Bethany le racconto un po' di lei mentre erano in marcia, facendo trasparire un chiaro entusiasmo.

"E così stai cercando un lavoro, eh Bethany? Sei fortunata, perchè io sono un agente!"

"Un agente?? E di cosa?" la ragazza era incredula, non poteva credere di aver avuto tanta fortuna.

"Di modelle, ovvio. E tu hai proprio un bel faccino, faresti sfigurare tutte le altre!"

"Ma io.." Bethany si toccò il labbro squarciato e i lividi al viso.

"Non preoccuparti.. vedremo come fare per quelli. Affidati a me, non te ne pentirai. Dopotutto, cos'hai da perdere? Io ti proteggerò." L'uomo imboccò una stradina secondaria.

"Non stavamo andando verso la capitale?" Bethany si spaventò e di nuovo il suo cuore cominciò a scalpitare. L'ansia le stringeva l'anima.

"Per favore, posso scendere? Credo di poter continuare da sola.." chiese, notando la strana piega che stava prendendo il loro viaggio.

"Ma no, suvvia. Ti ci accompagno io. Ti sto solo portando a fare un piccolo provino. Sai, per il lavoro di cui ti parlavo.."

"Non credo di essere pronta per un provino.. vorrei prima arrivare in città e sistemarmi un po'.."

"Ma no, non ce n'è bisogno!" E l'uomo accostò la macchina vicino ad un campo di grano verde e alto.

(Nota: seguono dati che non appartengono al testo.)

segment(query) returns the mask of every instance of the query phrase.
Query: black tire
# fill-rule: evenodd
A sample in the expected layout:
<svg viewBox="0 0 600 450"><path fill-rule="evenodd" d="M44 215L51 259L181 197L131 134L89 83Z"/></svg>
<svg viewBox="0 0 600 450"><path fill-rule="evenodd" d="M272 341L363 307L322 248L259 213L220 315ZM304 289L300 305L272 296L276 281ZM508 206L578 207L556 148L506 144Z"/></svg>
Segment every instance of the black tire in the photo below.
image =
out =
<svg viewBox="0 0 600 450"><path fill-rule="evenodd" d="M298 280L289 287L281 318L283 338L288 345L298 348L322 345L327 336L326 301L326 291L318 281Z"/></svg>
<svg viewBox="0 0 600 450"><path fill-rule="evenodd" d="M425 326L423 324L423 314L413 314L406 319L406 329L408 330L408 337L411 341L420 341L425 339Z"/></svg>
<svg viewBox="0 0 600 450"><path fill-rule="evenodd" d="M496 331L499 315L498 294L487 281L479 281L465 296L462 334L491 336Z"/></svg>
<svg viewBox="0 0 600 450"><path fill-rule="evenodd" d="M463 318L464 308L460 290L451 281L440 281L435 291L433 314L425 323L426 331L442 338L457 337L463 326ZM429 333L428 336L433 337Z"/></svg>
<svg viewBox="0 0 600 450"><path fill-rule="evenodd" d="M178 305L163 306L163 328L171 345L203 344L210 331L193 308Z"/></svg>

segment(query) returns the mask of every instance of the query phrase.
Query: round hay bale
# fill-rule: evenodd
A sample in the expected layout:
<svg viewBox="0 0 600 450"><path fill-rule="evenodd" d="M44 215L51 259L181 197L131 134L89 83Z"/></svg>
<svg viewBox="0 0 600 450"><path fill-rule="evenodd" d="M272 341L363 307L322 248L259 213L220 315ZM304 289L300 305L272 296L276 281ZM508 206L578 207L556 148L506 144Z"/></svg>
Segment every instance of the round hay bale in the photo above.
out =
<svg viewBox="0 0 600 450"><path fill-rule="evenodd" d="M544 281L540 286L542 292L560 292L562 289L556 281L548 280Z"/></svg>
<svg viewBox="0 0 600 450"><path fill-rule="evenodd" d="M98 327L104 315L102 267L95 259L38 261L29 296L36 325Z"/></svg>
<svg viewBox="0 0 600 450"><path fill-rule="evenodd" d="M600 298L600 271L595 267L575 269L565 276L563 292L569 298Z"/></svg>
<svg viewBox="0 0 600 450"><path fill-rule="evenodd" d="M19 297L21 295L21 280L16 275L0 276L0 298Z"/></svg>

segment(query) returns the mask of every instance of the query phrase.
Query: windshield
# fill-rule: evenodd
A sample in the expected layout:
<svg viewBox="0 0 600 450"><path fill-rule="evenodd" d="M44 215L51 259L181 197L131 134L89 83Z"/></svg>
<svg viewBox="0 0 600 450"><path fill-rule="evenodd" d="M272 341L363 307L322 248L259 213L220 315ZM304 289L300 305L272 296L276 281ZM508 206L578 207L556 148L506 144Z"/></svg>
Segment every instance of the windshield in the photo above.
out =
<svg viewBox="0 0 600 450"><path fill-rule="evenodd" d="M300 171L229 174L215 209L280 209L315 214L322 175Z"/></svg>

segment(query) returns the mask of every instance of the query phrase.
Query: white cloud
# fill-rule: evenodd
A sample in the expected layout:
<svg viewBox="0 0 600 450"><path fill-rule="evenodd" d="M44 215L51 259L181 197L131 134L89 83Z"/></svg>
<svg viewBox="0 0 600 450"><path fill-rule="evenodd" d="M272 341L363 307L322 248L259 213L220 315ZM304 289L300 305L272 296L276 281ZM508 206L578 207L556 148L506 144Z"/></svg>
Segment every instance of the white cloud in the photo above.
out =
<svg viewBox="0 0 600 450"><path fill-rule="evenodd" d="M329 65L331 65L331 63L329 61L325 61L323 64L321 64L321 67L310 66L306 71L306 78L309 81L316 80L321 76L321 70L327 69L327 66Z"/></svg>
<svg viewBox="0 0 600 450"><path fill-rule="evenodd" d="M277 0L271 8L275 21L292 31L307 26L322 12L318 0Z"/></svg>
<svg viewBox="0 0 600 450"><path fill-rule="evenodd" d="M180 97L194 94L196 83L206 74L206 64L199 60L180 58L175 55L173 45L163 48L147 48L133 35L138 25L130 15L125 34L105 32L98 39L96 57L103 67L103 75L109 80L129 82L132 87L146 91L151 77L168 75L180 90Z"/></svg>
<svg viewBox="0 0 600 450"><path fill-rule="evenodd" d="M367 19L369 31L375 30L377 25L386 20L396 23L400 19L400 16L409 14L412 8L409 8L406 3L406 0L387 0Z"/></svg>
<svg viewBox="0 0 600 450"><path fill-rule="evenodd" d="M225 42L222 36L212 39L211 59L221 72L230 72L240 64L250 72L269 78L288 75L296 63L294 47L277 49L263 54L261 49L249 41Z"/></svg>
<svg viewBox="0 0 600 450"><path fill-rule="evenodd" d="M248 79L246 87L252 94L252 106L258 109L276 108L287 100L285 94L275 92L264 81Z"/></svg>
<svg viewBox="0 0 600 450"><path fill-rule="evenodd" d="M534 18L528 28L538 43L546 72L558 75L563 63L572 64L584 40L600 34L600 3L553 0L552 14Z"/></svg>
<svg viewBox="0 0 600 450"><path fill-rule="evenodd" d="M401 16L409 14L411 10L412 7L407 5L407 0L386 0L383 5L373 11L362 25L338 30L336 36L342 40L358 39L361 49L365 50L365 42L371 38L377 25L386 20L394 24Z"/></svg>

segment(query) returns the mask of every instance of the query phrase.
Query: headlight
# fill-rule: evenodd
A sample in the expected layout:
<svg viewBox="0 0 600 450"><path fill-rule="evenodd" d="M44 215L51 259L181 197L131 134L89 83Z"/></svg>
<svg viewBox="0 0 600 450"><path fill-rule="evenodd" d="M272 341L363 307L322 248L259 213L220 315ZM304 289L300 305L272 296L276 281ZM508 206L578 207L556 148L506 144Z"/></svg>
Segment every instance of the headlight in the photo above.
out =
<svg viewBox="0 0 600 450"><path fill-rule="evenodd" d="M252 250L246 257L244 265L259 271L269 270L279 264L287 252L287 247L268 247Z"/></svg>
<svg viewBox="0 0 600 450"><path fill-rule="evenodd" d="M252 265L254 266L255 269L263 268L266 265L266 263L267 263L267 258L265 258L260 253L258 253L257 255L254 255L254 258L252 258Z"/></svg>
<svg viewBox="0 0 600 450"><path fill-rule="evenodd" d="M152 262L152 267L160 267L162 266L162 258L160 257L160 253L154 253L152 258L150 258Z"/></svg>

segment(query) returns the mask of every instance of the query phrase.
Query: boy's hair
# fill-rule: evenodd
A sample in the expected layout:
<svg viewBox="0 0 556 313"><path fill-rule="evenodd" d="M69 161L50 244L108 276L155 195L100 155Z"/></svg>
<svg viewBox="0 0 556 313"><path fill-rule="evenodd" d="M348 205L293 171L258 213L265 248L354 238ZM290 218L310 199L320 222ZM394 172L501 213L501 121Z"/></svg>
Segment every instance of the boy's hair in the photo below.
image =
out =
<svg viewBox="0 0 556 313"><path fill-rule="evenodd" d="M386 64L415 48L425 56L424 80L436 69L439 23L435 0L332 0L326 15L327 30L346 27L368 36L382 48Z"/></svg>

Si slacciò la cintura, balzò verso Bethany e la tolse anche a lei.

"Per favore, cosa stai facendo? Per favore basta.." L'uomo l'aveva presa dai fianchi e la baciava sul collo  e vicino le labbra.

"Non preoccuparti, comportati normalmente, sii sciolta, o non diventerai mai una brava modella"

Abbassò il sedile, le strappò i vestiti, e mentre il sole moriva, così si spegneva Bethany, squarciando l'aria con le urla, spargendo con le sue lacrime anche i suoi sogni, i desideri, distruggendo i castelli di sabbia che aveva ammassato, faticosamente, per una volta.